Paolo Nutini
The sun must have been approximately eight inches from my forehead as I wound my way through a crush of warm bodies – all of them panting and glistening in the fierce Texas heat. Perspiration beaded and trickled down the damp necks of an expectant crowd; condensation beaded and trickled down their cans of Lagunitas.
With the first loud and clear ring of an electric guitar, a roar arose from the crowd, and Paolo Nutini strutted onto stage at Austin City Limits – shirt unbuttoned like a golden god of 70s rock, tight pants that might have been painted onto his lithe frame, and a tousled mane that exemplified the definition of “sex hair.”
And then, the man proceeded to take us to church.
The Scotsman with an Italian name, Nutini started off as a sweet-faced, blue-eyed soul singer and has since evolved into a slinky hipped frontman with a smoldering sex appeal to rival a young Rod Stewart.
Born in Paisley, Scotland to an Italian father and a Scottish mother, Paolo Giovanni Nutini’s destiny was to take over his father’s fish and chip shop and spend his days slinging cod. His grandfather intervened, encouraging the boy to pursue his fortune in music, and at the age of 16 Nutini left school to work assorted odd jobs in the music industry, ranging from sound engineer to roadie. Before his 18th birthday, Nutini had a regular gig in London and was playing support slots for legends like the Rolling Stones and Amy Winehouse.
His career skyrocketed with the release of his debut album a couple of months after his 18th birthday. These Streets is a showcase of up-tempo pop, slow-simmering soul and (barely) post-adolescent heartbreak, tempered with a clearly discernible Scottish brogue.
“He’s a wonderful singer and he has a true feeling about his music…. Time will tell, but I’m as sure about Paolo as I’ve ever been about any artist I’ve ever had,” said Ahmet Ertegun, founder and president of Atlantic Records. Coming from the man who introduced the world to the Drifters and Ray Charles, this is high and effusive praise.
Nutini’s success continued as he broke into the American music scene.

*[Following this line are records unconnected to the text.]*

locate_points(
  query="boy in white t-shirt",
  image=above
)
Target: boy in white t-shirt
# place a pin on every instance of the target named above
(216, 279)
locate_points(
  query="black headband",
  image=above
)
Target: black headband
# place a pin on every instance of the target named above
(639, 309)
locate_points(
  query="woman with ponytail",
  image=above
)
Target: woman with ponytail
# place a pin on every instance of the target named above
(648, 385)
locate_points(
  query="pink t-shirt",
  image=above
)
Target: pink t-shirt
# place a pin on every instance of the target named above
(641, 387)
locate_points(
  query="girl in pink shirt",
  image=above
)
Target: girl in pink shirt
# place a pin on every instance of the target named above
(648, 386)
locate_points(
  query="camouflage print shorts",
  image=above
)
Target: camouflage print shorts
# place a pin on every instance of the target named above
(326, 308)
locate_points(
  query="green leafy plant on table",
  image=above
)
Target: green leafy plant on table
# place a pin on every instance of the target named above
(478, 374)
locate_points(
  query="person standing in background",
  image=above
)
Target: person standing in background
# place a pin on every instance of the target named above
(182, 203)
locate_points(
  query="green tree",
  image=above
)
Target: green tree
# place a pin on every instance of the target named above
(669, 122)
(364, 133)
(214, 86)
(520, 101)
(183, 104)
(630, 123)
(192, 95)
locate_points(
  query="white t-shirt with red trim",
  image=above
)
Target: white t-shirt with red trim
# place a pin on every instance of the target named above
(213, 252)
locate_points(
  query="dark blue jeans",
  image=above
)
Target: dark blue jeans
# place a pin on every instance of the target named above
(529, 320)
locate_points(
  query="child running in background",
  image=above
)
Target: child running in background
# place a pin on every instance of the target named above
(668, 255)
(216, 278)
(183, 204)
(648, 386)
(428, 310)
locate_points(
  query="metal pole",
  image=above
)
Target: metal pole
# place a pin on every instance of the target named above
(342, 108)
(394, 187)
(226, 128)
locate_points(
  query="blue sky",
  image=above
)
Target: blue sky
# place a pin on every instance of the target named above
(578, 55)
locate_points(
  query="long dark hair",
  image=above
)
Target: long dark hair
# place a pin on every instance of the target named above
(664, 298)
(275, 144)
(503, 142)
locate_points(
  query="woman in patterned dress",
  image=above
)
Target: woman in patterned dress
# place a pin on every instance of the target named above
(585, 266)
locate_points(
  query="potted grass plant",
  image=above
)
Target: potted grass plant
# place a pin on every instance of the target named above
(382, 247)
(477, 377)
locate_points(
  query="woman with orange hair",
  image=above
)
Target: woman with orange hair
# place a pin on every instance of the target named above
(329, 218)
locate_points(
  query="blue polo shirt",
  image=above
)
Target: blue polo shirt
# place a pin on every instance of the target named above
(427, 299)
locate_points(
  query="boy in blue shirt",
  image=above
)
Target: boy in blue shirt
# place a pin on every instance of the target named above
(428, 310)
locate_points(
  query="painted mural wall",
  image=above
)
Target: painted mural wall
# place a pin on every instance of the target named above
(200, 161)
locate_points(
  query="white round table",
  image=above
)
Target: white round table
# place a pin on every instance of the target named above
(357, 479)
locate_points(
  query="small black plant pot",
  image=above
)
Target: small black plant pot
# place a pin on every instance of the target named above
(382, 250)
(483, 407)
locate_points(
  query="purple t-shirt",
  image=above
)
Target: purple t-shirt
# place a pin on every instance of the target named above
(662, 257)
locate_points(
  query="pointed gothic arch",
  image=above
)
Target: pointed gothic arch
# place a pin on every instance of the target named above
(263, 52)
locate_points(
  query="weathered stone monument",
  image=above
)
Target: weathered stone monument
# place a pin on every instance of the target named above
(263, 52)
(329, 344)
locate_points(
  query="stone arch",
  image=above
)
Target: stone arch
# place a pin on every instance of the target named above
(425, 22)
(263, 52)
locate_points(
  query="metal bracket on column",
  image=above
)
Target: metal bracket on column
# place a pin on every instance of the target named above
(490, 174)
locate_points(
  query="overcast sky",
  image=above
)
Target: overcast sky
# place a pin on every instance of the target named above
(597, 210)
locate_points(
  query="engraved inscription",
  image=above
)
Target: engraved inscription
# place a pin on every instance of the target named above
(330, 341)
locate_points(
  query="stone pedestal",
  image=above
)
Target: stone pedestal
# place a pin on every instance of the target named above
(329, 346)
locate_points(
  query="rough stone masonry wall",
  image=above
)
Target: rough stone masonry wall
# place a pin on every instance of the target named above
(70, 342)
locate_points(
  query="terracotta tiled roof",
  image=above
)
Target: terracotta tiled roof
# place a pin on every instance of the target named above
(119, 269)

His hit single “Last Request” was featured on the sitcom Scrubs and teen drama One Tree Hill, and his sophomore album Sunny Side Up became the first UK number one album of 2010.
His newest release, Caustic Love, was described by The Independent as “maybe the best UK R&B since the 1970s blue-eyed-soul heyday of Rod Stewart and Joe Cocker.” Featuring samples from Gladys Knight and The Pips and Bettye LaVette and filled cocksure swagger, honey-sweet cooing choruses and low-down dirty funk, Caustic Love is anything but abrasive.
Three albums, a fistful of hit singles, thousands of live performances and a legion of fans around the world, Paolo Nutini is a bonafide global superstar. Not bad for a guy that started off as “the kid down the chip shop.”
“I’ve never seen what I’ve been doing as like a conscious homage to anything, really,” Nutini once said. “It’s just what I grew up listening to.” Maybe so, but on those occasions when he has made conscious homages – that is to say, the times he’s covered the work of earlier artists – his takes on their songs are as hot as that blazing Lone Star sun.